I notice that on sale are kits that come with clay pots, soil, and strawberry seeds. I thought about how my daughter had taken an interest in growing plants. One of her baby sitters planted a seed for her in their garden and my three year old keeps a watchful eye on it. She still asks about it weeks later and wants to go see it. Unfortunately, she also thinks that burying rocks our own front yard will produce the same result. I figure that it is time to try a simple project in patience and responsibility in a way that while less creative, is also less futile.

I think about how it would be fun to let her do the work as I follow the instructions. I could tell her that when I am on the road I will call every night to remind her to water them, and that she will be the first to eat one when they grow. Deciding this was a good idea I get in line and purchase both the flapper and the strawberry kit. I forgot the water filter for the refrigerator that I was also there to pick up.

I get home and tell my daughter about the project. She is exited and tells Mom about it even though she was in the room and had already heard the entire plan. By the time I put in the flapper, fold some laundry and finish packing I begin to think about work and the trip. I run through a checklist of preparedness for the first day that I had already thought through a dozen times, have done hundreds of times before, and had under control.

Next morning I sit on the airplane and realize that I got distracted and did not help her plant those strawberry seeds. I know she will be fine, but for a child the importance of that sort of thing is relative to real adult problems and its importance should not be underestimated. This puts me in a contemplative state as there is nothing I can about it do now, not even send her a text to apologize.

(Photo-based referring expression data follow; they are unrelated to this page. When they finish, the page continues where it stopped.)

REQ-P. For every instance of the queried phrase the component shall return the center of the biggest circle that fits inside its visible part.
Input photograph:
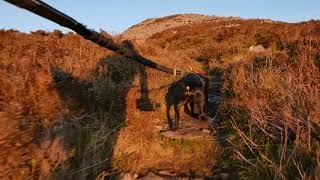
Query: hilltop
(71, 109)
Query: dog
(191, 92)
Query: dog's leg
(202, 111)
(177, 116)
(170, 122)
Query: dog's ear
(187, 92)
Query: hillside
(70, 109)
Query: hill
(70, 109)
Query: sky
(115, 16)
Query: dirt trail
(191, 129)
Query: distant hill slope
(148, 27)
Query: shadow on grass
(99, 113)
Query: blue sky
(118, 15)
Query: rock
(257, 49)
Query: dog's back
(184, 91)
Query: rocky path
(192, 129)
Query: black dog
(191, 92)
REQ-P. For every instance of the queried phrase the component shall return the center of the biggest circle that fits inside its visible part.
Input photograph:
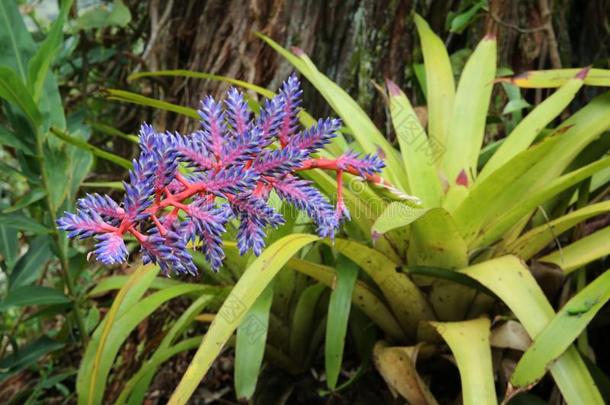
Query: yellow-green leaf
(418, 154)
(469, 343)
(559, 334)
(233, 311)
(440, 86)
(514, 284)
(538, 238)
(363, 129)
(581, 252)
(527, 130)
(467, 125)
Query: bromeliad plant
(186, 188)
(433, 269)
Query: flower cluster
(186, 189)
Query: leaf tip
(297, 51)
(462, 179)
(582, 74)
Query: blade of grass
(79, 143)
(541, 79)
(250, 345)
(469, 343)
(514, 284)
(467, 125)
(527, 130)
(133, 98)
(559, 334)
(365, 132)
(404, 298)
(538, 238)
(417, 153)
(337, 318)
(363, 297)
(251, 284)
(581, 252)
(440, 86)
(397, 367)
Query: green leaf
(31, 197)
(396, 215)
(138, 384)
(505, 189)
(14, 91)
(105, 15)
(15, 40)
(337, 319)
(201, 75)
(527, 130)
(559, 334)
(39, 65)
(440, 86)
(418, 154)
(31, 264)
(364, 131)
(435, 241)
(538, 238)
(467, 125)
(251, 284)
(87, 379)
(117, 185)
(469, 343)
(109, 336)
(464, 19)
(250, 345)
(502, 223)
(540, 79)
(514, 284)
(133, 98)
(515, 105)
(404, 298)
(9, 246)
(303, 321)
(33, 295)
(58, 174)
(22, 223)
(363, 297)
(82, 144)
(581, 252)
(11, 139)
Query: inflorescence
(187, 188)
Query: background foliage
(74, 84)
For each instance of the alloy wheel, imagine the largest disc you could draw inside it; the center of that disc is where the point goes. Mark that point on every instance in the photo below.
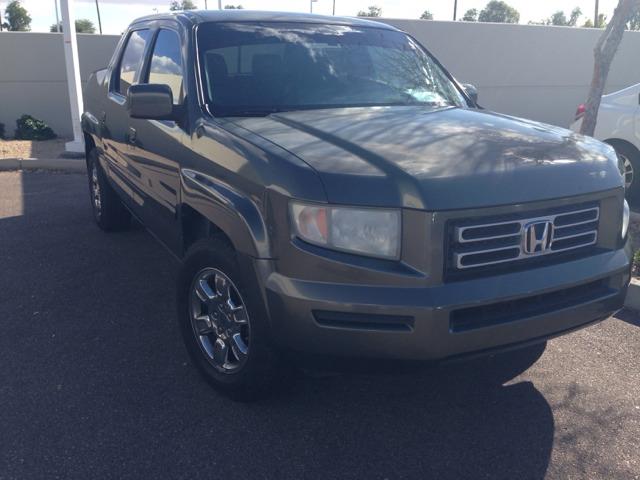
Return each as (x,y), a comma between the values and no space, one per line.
(96,194)
(219,320)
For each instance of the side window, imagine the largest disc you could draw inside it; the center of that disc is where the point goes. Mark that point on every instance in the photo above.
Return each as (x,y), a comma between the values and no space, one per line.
(166,63)
(131,61)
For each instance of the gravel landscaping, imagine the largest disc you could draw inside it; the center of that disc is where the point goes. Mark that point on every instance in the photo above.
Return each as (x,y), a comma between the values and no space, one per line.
(31,149)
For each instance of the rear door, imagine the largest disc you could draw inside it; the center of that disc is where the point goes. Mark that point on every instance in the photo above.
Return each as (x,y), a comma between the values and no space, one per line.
(118,133)
(159,144)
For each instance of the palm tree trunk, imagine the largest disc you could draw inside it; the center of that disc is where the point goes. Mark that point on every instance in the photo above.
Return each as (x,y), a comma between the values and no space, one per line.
(604,53)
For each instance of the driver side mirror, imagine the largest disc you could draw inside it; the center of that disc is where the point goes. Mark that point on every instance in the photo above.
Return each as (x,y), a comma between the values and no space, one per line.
(471,91)
(150,101)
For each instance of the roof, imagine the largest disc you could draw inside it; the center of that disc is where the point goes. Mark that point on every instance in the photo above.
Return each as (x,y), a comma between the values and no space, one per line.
(203,16)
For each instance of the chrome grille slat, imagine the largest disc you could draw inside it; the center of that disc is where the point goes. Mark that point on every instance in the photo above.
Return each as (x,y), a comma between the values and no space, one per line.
(471,248)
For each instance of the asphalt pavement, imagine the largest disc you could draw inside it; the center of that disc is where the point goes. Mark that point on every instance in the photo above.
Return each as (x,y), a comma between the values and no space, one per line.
(95,382)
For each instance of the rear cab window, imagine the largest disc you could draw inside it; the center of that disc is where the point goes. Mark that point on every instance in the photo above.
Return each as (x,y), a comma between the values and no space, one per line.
(131,61)
(166,64)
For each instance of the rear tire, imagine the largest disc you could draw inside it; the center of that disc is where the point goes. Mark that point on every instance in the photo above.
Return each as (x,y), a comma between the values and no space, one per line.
(108,211)
(224,327)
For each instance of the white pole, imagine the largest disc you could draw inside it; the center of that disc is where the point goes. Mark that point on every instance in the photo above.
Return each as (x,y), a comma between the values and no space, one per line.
(57,16)
(73,74)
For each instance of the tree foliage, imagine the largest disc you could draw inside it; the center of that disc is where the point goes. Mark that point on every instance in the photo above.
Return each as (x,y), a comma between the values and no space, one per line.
(498,11)
(177,5)
(30,128)
(560,19)
(634,23)
(470,15)
(602,22)
(372,11)
(17,18)
(426,15)
(83,25)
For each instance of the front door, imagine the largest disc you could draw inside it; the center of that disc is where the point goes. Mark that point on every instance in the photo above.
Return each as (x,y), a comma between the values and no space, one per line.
(118,133)
(159,144)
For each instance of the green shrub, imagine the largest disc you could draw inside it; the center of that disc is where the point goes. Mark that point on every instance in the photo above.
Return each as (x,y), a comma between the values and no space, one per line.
(29,128)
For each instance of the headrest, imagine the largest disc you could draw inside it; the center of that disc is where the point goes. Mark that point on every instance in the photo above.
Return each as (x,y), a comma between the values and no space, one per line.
(266,64)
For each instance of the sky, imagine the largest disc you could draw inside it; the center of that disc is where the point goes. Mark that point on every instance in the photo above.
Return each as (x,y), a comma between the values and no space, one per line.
(117,14)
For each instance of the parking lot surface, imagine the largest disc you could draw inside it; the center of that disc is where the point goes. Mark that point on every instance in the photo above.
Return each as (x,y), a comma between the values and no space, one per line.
(95,382)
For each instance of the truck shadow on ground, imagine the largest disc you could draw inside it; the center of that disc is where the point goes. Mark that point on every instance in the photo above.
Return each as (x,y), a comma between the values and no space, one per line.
(96,382)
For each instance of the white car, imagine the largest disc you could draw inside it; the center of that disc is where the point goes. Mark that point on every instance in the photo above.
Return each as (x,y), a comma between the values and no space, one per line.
(619,126)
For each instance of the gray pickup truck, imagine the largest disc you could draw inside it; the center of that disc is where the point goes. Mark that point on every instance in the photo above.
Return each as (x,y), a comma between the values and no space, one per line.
(331,189)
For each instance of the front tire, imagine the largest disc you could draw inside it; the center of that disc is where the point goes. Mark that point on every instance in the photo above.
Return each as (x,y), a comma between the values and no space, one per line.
(225,329)
(630,160)
(108,211)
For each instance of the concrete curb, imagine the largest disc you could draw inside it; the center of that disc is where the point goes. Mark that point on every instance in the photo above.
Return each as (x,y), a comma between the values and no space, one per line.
(56,164)
(633,295)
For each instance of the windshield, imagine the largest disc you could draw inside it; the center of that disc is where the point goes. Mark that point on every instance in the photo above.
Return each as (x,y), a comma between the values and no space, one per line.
(261,68)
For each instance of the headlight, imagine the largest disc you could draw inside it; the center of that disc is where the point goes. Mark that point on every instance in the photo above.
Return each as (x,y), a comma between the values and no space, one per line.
(366,231)
(625,219)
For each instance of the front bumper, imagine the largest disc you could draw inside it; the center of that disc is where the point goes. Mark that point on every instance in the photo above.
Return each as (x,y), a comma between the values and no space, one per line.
(423,323)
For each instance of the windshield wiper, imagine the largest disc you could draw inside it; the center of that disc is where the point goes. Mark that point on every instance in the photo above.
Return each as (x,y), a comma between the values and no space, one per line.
(248,112)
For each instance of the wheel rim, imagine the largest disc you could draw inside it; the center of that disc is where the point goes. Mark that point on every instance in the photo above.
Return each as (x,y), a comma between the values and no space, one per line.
(628,171)
(96,195)
(219,320)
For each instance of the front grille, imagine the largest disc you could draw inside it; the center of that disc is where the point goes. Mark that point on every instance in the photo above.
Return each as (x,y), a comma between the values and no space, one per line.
(494,242)
(510,311)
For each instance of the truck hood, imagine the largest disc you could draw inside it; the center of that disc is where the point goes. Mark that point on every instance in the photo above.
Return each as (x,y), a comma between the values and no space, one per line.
(441,159)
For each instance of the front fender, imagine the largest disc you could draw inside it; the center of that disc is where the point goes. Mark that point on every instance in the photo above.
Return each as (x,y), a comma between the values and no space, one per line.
(233,212)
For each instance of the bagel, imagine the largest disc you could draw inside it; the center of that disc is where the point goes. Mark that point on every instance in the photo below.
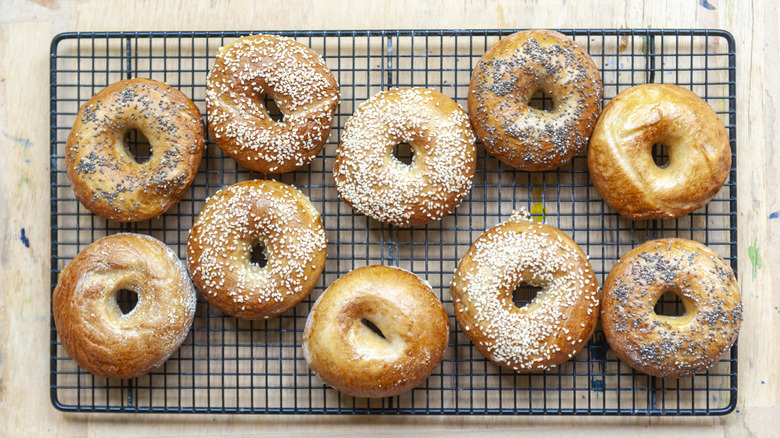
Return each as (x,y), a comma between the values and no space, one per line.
(671,346)
(299,82)
(620,157)
(93,329)
(555,325)
(372,181)
(237,218)
(507,77)
(106,178)
(406,345)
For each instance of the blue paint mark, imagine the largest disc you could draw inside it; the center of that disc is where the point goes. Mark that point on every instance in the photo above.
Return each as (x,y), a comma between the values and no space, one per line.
(23,142)
(707,5)
(24,239)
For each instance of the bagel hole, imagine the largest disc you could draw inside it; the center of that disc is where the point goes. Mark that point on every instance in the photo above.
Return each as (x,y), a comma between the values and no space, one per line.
(273,109)
(670,305)
(404,153)
(660,155)
(371,326)
(126,300)
(524,294)
(138,146)
(541,101)
(257,256)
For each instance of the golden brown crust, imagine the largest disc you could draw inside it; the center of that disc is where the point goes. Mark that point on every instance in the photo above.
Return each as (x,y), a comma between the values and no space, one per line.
(105,178)
(373,182)
(299,82)
(278,217)
(507,77)
(347,355)
(92,328)
(555,325)
(664,346)
(620,153)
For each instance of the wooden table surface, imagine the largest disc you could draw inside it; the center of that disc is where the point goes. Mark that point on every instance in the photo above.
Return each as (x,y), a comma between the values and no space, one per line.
(26,30)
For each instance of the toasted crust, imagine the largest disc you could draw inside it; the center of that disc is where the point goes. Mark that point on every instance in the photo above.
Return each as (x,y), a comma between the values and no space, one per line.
(620,153)
(278,217)
(350,357)
(92,328)
(555,325)
(664,346)
(370,180)
(507,77)
(296,78)
(105,178)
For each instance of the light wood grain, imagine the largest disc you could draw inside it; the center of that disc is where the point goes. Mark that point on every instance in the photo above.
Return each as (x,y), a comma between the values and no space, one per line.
(26,29)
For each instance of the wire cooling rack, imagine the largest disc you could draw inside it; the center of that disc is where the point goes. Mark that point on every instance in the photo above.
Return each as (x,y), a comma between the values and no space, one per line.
(231,366)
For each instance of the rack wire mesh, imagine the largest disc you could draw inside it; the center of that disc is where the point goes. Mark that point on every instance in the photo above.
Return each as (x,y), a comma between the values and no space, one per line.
(233,366)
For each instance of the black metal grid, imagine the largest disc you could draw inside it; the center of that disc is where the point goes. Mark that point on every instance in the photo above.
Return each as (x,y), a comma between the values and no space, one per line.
(231,366)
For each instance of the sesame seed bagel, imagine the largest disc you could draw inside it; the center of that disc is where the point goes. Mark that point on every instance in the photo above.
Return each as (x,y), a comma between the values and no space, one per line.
(299,82)
(671,346)
(90,324)
(106,178)
(620,156)
(372,181)
(555,325)
(347,354)
(507,77)
(237,218)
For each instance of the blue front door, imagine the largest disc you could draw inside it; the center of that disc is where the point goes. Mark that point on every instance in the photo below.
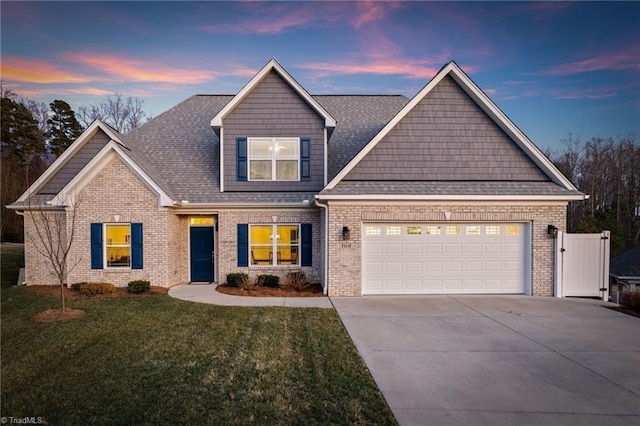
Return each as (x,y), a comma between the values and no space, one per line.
(201,253)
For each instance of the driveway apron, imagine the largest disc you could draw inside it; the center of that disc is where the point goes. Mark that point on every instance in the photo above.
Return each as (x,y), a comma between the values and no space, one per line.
(498,360)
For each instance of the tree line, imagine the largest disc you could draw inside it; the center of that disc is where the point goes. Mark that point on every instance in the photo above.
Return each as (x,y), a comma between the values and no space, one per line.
(34,134)
(608,170)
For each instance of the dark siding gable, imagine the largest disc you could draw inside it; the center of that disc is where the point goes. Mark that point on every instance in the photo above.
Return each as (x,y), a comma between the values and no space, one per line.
(447,136)
(274,109)
(76,163)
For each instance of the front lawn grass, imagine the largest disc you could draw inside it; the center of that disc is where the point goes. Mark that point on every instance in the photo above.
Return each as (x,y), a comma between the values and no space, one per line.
(156,360)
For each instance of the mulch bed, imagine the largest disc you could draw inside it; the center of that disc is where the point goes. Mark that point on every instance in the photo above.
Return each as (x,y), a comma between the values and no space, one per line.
(314,290)
(54,291)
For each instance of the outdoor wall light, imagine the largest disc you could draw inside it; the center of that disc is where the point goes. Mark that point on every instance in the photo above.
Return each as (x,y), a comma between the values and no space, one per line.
(345,233)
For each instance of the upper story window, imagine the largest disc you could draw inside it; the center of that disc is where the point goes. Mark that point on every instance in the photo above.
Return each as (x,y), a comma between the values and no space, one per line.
(274,159)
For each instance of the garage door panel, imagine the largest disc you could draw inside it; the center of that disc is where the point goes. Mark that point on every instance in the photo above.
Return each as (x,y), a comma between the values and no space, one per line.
(433,266)
(413,248)
(444,258)
(393,248)
(434,248)
(453,248)
(413,267)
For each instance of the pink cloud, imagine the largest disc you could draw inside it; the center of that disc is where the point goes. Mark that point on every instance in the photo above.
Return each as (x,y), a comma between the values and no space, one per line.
(586,93)
(409,68)
(140,70)
(34,71)
(624,59)
(371,11)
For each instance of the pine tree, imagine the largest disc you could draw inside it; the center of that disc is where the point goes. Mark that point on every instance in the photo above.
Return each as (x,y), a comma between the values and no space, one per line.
(64,127)
(21,139)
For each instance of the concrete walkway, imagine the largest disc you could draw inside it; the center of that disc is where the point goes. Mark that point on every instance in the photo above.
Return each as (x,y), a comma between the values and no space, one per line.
(204,293)
(498,360)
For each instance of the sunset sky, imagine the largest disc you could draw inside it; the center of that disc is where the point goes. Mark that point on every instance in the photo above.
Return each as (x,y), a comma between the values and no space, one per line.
(553,68)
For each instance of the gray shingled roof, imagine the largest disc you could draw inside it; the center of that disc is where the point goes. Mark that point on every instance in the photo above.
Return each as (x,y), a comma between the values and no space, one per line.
(626,264)
(448,188)
(179,149)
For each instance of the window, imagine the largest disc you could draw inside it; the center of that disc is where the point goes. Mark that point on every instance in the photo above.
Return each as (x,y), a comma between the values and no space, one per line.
(474,230)
(274,159)
(492,229)
(274,245)
(116,245)
(453,230)
(414,230)
(202,221)
(373,230)
(394,230)
(432,230)
(513,229)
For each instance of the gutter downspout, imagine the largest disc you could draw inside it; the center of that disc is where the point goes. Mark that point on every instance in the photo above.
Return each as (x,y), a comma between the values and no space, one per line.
(325,288)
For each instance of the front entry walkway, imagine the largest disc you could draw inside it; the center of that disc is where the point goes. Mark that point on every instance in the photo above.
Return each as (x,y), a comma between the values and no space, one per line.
(498,360)
(208,294)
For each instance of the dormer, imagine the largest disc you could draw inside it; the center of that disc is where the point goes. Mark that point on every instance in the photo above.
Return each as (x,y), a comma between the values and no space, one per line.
(273,136)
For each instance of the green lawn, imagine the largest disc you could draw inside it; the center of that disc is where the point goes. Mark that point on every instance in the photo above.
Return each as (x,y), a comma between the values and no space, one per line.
(156,360)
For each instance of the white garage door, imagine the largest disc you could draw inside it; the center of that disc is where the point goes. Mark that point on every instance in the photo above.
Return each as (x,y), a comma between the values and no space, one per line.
(445,258)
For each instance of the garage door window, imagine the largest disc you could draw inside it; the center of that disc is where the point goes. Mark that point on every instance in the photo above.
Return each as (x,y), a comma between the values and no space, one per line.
(492,229)
(394,230)
(474,230)
(453,230)
(514,229)
(432,230)
(373,230)
(414,230)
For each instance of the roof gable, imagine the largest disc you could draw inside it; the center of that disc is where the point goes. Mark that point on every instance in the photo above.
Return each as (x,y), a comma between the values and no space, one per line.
(99,162)
(446,137)
(48,179)
(451,73)
(272,66)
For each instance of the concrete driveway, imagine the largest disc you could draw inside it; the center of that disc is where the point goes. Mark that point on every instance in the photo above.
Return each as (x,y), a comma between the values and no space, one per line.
(499,360)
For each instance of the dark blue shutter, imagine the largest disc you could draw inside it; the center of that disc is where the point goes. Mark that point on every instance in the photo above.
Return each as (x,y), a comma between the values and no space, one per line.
(305,159)
(241,159)
(243,244)
(96,246)
(306,237)
(136,246)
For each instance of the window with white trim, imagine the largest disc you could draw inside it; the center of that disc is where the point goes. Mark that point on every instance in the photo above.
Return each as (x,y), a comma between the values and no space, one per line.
(117,239)
(274,159)
(273,245)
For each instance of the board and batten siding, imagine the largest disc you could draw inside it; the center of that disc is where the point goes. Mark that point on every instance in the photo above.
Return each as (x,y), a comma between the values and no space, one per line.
(273,109)
(447,136)
(76,163)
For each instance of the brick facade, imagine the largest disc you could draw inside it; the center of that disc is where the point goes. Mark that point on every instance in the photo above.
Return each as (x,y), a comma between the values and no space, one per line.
(345,257)
(228,243)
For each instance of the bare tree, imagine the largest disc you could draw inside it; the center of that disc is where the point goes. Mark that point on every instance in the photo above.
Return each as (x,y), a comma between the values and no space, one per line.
(52,232)
(123,114)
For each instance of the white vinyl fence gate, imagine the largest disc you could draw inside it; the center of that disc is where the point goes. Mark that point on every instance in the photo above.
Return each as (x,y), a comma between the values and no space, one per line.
(582,265)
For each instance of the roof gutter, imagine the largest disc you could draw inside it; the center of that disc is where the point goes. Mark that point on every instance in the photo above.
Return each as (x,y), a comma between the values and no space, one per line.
(443,197)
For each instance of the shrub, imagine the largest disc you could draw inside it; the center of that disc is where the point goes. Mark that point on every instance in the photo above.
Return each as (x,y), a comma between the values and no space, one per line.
(631,300)
(138,286)
(236,279)
(268,281)
(76,286)
(296,280)
(92,289)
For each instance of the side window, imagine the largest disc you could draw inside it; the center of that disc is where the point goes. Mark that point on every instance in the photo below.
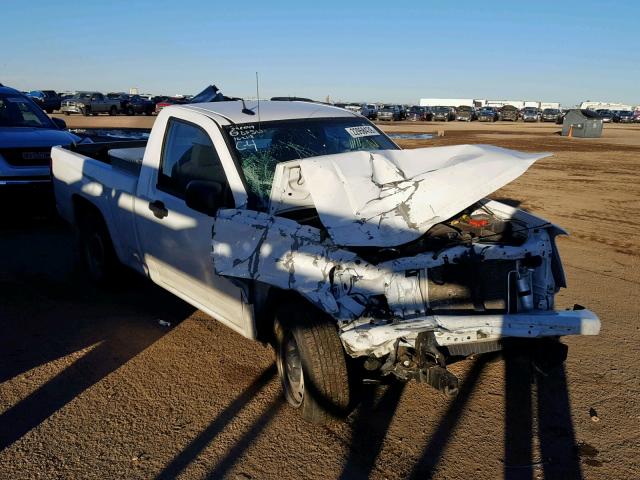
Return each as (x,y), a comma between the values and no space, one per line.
(187,155)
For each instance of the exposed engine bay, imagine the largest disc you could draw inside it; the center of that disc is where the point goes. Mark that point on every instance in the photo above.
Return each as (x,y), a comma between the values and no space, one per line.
(408,280)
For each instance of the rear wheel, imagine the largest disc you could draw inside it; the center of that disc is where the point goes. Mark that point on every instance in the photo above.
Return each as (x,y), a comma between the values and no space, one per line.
(311,363)
(97,251)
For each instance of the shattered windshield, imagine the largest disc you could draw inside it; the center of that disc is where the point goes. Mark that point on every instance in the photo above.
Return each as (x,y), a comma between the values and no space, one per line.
(259,147)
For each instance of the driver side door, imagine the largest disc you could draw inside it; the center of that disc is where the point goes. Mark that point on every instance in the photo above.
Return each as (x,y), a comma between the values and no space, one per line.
(176,239)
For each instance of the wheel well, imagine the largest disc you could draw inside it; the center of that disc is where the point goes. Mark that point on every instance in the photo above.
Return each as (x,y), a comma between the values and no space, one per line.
(83,210)
(267,306)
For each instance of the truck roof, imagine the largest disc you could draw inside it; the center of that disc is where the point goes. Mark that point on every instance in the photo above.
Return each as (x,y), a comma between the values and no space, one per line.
(269,110)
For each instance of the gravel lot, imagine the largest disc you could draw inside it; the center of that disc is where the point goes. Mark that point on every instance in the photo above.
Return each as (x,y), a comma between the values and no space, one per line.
(92,386)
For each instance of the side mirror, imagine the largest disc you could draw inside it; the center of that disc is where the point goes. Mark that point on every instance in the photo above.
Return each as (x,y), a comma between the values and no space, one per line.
(205,197)
(58,122)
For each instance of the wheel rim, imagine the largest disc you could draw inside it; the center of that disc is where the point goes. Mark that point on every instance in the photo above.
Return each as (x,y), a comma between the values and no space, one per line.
(290,369)
(94,251)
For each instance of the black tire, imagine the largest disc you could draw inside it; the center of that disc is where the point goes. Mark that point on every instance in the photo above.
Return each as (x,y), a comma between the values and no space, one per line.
(322,364)
(98,255)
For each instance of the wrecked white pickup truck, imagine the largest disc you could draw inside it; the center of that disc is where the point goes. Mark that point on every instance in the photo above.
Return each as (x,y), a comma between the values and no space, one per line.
(303,224)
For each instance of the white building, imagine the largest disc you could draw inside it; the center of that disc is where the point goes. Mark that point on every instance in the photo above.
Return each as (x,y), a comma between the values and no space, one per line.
(604,105)
(446,102)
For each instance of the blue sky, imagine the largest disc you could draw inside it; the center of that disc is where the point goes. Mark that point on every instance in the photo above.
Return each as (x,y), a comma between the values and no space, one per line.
(398,51)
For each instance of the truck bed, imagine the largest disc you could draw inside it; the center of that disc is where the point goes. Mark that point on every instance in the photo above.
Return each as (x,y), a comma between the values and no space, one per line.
(106,175)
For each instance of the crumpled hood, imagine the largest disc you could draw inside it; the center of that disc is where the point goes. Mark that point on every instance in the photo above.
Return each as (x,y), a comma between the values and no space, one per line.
(391,197)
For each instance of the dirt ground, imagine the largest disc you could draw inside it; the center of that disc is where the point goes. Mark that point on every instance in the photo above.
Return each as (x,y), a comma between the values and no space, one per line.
(92,386)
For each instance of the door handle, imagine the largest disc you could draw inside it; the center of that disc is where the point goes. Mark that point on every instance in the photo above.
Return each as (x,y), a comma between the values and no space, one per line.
(158,209)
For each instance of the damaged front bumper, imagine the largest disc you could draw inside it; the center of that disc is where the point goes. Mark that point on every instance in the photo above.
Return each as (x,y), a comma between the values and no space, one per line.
(466,334)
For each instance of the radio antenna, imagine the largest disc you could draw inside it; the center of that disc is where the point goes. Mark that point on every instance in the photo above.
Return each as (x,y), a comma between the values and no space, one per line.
(258,97)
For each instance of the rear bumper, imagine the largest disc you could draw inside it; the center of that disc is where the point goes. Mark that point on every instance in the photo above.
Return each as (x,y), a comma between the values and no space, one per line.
(20,175)
(380,339)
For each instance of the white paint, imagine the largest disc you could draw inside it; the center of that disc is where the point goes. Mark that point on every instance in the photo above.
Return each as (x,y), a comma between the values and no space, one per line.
(392,197)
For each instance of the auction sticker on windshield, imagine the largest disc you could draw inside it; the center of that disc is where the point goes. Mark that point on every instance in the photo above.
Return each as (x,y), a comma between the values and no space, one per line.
(362,131)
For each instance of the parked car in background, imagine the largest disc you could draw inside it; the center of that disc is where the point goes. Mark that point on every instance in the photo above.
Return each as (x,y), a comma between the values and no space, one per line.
(48,100)
(138,105)
(530,114)
(623,116)
(443,114)
(26,137)
(169,101)
(133,104)
(465,113)
(605,114)
(390,113)
(509,113)
(550,115)
(121,97)
(370,111)
(488,114)
(417,114)
(90,103)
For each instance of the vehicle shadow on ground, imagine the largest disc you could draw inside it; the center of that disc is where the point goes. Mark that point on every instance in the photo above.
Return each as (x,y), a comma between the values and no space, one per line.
(48,311)
(189,453)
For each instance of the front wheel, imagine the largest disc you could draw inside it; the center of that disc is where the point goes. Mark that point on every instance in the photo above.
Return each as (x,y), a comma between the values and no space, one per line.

The coping mechanism I have developed to deal with missing my family when I leave for work is simple. Doing the best job I can is the best way to provide for them and to say thank you for the support that all of my girls give me in my career. If I cannot be at home at the end of every day, then whatever I do has to count for something.

But sometimes, they just want me to focus on being there with them. Even when that means just watching strawberries grow. After considering these thoughts while ignoring the safety demonstration the flight attendants wisely give us, I move on. Instead of paying some attention to the clouds as we fly over them, I play angry birds on the cell phone.